There is one case on record in California, which is on the vanguard of drug pricing negotiations in its Medicaid program. PhRMA, which is the trade organization for the pharmaceutical industry, filed suit with a First Amendment claim saying the state was forcing companies to cosign negotiations that were not really negotiations, which is compelled speech. The U.S. District Court sided with California and said it was not a First Amendment issue. But if this case is in a different circuit, the judge might say that what the California district court said was interesting, but not controlling. The Court of Appeals could say something else. It may very well go to the Supreme Court, which certainly would not feel bound by the district court. But I think that precedent indicates that the First Amendment argument is less likely to have legs than the Fifth Amendment argument.
HLT: Finally, what do you think of Merck’s claim that these pricing negotiations will reduce spending by drug makers on the development of new medications? Is there any danger that the possibility of reduced profits could prevent innovation?
Shachar: I think it’s really tricky. It’s true that the U.S. is a hub for pharmaceutical innovation, in part because we are willing to pay higher prices than other countries. It’s really us and Switzerland who are in the innovation game. And certainly, what you don’t want is to control drug prices such that you never get kind of the next cutting-edge generation of pharmaceuticals. However, I do think that the economics literature indicates that there is probably room for drug prices to go down and still have that innovation. I also think the way that drugs qualify for negotiation under the IRA, by giving companies either a nine- or 13-year period of immunity for your blockbuster drugs from the first related patent filed, helps.

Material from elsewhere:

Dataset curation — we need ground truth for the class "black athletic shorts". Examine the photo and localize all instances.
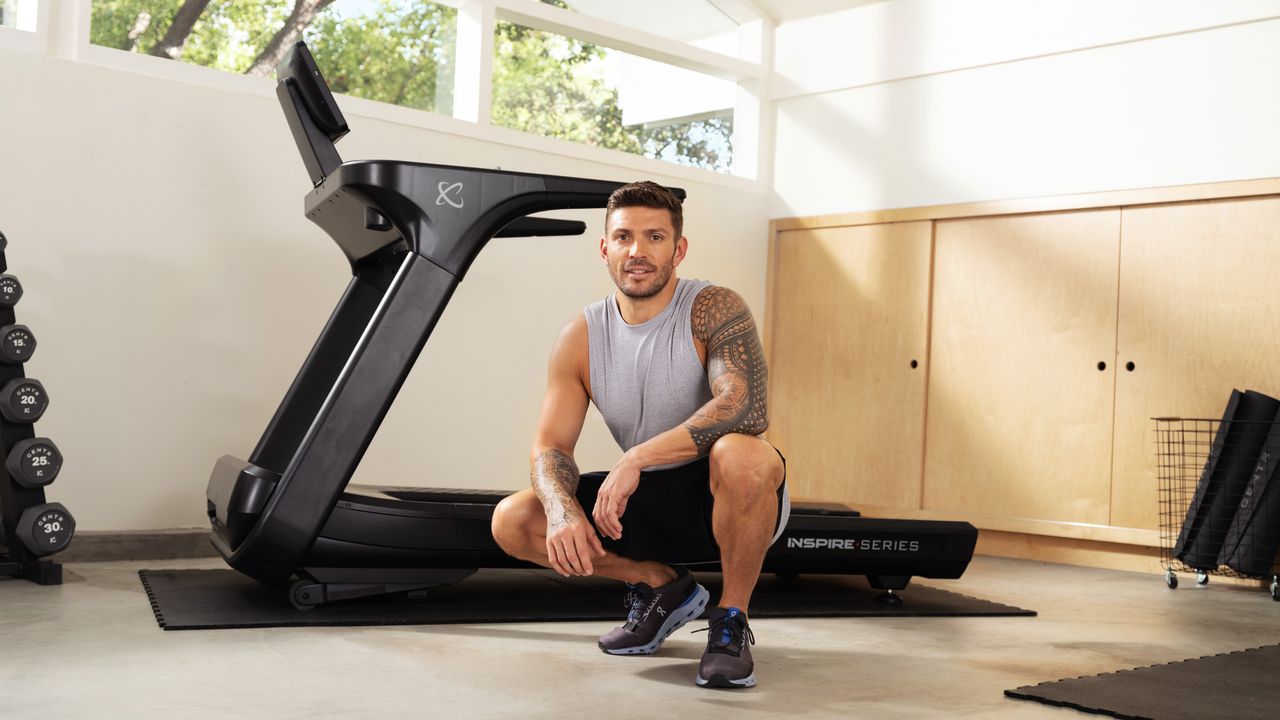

Right now, there is an issue where oftentimes it’s really lucrative for pharmaceutical companies to slightly tweak their blockbuster drugs, rather than chase truly new drugs. And I think that by the IRA saying that the nine-year period starts from the initial patent and not subsequent modifications, it might actually put pressure on pharmaceutical industries to always look for a truly new blockbuster drug as opposed to making small changes to existing ones.
Overall, I think this suit is an interesting one, and one that is going to have a big impact on our health care spending in the coming years.